Michael Hingson writes in a way that makes his book less about his experience of the event and more about the greater picture. His voice is strong and carries his narrative fluidly from present account of the attack back to lessons learned in childhood — lessons that always relate and come back to his escape from the World Trade Center. Hingson is a firm believer that nothing is a disability unless you make it so.
Thunder Dog isn’t about his escape but rather about the trust and courage in not only everyday life, but also in life-threatening events.

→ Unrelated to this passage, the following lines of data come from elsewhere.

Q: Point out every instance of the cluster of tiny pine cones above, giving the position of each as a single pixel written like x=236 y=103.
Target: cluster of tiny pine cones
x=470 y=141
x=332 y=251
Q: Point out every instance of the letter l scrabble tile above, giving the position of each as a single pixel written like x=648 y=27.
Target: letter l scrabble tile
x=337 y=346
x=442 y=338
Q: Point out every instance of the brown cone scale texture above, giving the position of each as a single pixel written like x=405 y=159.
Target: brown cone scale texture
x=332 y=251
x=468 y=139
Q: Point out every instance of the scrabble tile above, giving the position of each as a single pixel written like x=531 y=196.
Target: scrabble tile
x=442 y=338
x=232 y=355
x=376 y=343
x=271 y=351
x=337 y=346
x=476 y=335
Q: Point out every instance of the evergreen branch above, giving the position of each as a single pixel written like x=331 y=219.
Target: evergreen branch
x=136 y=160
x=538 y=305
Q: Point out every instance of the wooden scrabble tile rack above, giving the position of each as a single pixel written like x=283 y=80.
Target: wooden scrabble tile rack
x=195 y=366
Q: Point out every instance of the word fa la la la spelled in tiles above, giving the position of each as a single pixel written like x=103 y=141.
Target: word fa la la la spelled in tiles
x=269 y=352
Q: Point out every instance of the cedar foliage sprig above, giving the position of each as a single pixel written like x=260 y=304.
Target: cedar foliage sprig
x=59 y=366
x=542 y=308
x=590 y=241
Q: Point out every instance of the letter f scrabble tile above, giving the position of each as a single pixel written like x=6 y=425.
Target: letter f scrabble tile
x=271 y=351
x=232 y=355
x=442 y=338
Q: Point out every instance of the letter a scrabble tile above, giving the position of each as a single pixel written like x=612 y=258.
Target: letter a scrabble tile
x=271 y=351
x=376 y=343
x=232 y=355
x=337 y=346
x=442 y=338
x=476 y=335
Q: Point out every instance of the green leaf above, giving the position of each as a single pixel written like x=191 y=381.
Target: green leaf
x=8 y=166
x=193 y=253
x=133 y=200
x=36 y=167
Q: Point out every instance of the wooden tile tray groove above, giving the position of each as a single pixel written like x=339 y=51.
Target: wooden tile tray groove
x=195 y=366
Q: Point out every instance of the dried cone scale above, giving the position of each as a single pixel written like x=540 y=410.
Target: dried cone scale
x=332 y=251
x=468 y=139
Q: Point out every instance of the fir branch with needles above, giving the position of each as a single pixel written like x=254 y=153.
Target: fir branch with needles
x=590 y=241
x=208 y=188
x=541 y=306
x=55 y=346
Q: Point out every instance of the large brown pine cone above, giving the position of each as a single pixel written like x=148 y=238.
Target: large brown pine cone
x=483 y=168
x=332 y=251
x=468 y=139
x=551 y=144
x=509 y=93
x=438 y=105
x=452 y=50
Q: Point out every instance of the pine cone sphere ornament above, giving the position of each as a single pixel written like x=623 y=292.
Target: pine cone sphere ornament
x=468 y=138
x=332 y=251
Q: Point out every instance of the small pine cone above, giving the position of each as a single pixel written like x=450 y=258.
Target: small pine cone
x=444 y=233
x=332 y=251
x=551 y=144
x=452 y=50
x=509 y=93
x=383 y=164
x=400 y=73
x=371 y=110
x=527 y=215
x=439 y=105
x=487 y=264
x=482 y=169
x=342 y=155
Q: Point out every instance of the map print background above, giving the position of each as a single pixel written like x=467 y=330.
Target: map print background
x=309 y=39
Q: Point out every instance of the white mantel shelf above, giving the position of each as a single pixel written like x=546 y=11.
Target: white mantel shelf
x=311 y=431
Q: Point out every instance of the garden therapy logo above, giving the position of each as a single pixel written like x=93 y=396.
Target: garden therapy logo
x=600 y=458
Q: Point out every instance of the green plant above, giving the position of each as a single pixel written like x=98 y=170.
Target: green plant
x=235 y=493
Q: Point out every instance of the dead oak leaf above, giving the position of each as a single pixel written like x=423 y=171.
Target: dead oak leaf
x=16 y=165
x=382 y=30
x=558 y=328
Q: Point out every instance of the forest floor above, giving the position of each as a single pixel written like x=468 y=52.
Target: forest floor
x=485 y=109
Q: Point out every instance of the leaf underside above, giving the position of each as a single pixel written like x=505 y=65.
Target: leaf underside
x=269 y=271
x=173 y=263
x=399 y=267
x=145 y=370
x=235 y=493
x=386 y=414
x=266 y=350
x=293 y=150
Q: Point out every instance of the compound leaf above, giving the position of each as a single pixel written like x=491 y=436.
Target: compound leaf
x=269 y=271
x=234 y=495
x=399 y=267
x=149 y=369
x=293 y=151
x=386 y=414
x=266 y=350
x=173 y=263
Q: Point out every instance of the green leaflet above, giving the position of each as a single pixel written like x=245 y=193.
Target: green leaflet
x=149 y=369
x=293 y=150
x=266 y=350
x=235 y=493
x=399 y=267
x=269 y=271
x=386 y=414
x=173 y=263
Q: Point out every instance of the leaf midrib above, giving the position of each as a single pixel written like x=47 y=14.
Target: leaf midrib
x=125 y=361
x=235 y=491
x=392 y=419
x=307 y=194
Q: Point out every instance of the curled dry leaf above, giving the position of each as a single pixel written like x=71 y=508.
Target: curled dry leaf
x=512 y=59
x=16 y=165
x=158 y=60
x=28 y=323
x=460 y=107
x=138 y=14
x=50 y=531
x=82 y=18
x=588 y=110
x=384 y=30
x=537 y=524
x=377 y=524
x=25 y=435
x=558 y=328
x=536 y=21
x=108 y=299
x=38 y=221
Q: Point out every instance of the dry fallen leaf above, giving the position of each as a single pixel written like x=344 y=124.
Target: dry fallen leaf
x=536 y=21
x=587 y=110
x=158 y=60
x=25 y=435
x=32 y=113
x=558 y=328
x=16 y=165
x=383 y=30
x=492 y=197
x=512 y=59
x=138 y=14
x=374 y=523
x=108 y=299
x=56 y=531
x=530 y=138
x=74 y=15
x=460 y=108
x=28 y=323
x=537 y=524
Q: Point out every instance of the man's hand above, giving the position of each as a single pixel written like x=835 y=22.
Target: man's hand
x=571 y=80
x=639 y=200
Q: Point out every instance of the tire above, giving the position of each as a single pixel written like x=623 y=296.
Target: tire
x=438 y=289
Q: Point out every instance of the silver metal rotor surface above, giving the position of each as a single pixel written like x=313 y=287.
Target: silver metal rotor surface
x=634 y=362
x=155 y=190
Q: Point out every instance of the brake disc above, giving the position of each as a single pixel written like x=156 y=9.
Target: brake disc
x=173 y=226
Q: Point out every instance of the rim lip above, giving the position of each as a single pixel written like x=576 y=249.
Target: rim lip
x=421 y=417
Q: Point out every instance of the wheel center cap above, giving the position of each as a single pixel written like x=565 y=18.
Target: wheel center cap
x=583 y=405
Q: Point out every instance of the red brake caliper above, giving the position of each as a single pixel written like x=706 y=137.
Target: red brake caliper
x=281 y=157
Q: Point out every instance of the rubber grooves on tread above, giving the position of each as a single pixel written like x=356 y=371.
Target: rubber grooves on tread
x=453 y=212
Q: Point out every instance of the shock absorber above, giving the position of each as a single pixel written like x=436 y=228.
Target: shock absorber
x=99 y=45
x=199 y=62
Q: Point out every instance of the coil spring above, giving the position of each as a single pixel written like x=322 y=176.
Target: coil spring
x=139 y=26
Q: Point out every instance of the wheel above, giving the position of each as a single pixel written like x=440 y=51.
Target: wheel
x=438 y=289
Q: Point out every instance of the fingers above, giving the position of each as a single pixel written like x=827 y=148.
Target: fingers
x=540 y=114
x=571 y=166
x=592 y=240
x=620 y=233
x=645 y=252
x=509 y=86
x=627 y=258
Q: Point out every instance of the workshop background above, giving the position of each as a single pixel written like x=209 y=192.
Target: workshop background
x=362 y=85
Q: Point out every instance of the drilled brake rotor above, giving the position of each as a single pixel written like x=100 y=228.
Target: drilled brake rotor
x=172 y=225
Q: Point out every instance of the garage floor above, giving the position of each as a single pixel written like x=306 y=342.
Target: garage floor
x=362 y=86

Roselle and Hingson form a pair that relies on their bond of trust to escape Tower One, and the aftermath of the collapse of Tower Two. This bond of trust is one that Hingson stresses is every day, not just extraordinary situations; a bond that can be formed between anyone, not just between blind man and guide dog.
He wrote, “The best way we can honor those we lost in … September 11 is by moving forward and building a better society through trust and teamwork.”
Thunder Dog is one of those books that will make you laugh, share and cry. Hingson truly has a way with words and his voice pulls you through the entire event, allowing you to feel the events of a day the way only a New Yorker could. Thunder Dog is about turning a nightmare into a happy ending. It’s about not letting a disability make you disabled. If you learn to trust and have courage, and anything is possible.
“Out of the ashes and rubble of 9/11, we can create building blocks for the future. Don’t let your sight get in the way of your vision … Let’s shake off the dust and move on. Forward.”